The investigators interpret their findings as confirming that burn size is not a reliable predictor of PTSD in this cohort of combat-injured soldiers and report an unexpected association: patients who received perioperative ketamine screened positive for PTSD less often than those who did not, despite having larger burns and higher injury severity. Mcghee and colleagues emphasise that ketamine is commonly used as part of multimodal anaesthesia and is an NMDA receptor antagonist with analgesic and anaesthetic effects; it also reduces opioid requirements. Given ketamine's psychoactive profile, the initial expectation was that it might increase PTSD risk, but the observed lower prevalence suggests otherwise. The authors propose several possible explanations for their observation: improved pain control in patients receiving ketamine, neuroprotective effects of ketamine, and pharmacological antagonism of NMDA-mediated pathways involved in memory or stress-related neurobiology. They note that total morphine equivalents did not correlate with PTSD, which argues against opioid exposure during operations explaining the PTSD differences. Mcghee and colleagues acknowledge the retrospective design and that the mechanism remains unclear; they also raise the possibility that interactions with other anaesthetic agents might contribute and call for prospective research to clarify causation and mechanisms. The extracted text includes an invited commentary by Dr Carl Andrew Castro, who speculated that NMDA antagonism might disrupt memory consolidation or retrieval and thereby reduce PTSD, and who highlighted ethical issues around any deliberate pharmacological ‘‘erasure’’ of traumatic memories. Mcghee responded in the discussion, reiterating the retrospective limits of the data, agreeing that mechanisms need investigation, and suggesting future studies to test whether ketamine itself is protective or whether its use reveals deleterious effects of other agents.

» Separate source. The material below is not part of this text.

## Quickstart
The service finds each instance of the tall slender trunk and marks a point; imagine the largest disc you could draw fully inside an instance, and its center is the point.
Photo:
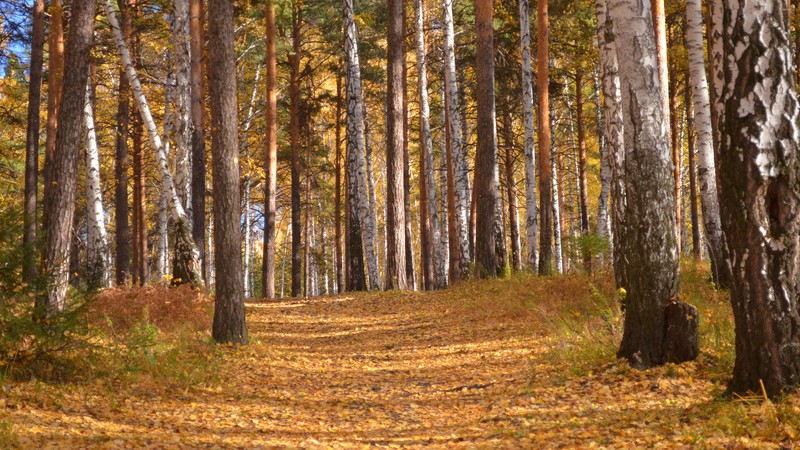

The authors conclude that perioperative low-dose ketamine use in burned service members undergoing surgery was associated with a lower prevalence of positive PTSD screens in this retrospective cohort. They reiterate that the mechanism is uncertain—possible explanations include better analgesia, neuronal protection, or NMDA receptor antagonism—and recommend further studies to determine mechanisms and identify factors that might predict PTSD outcomes in patients who receive ketamine.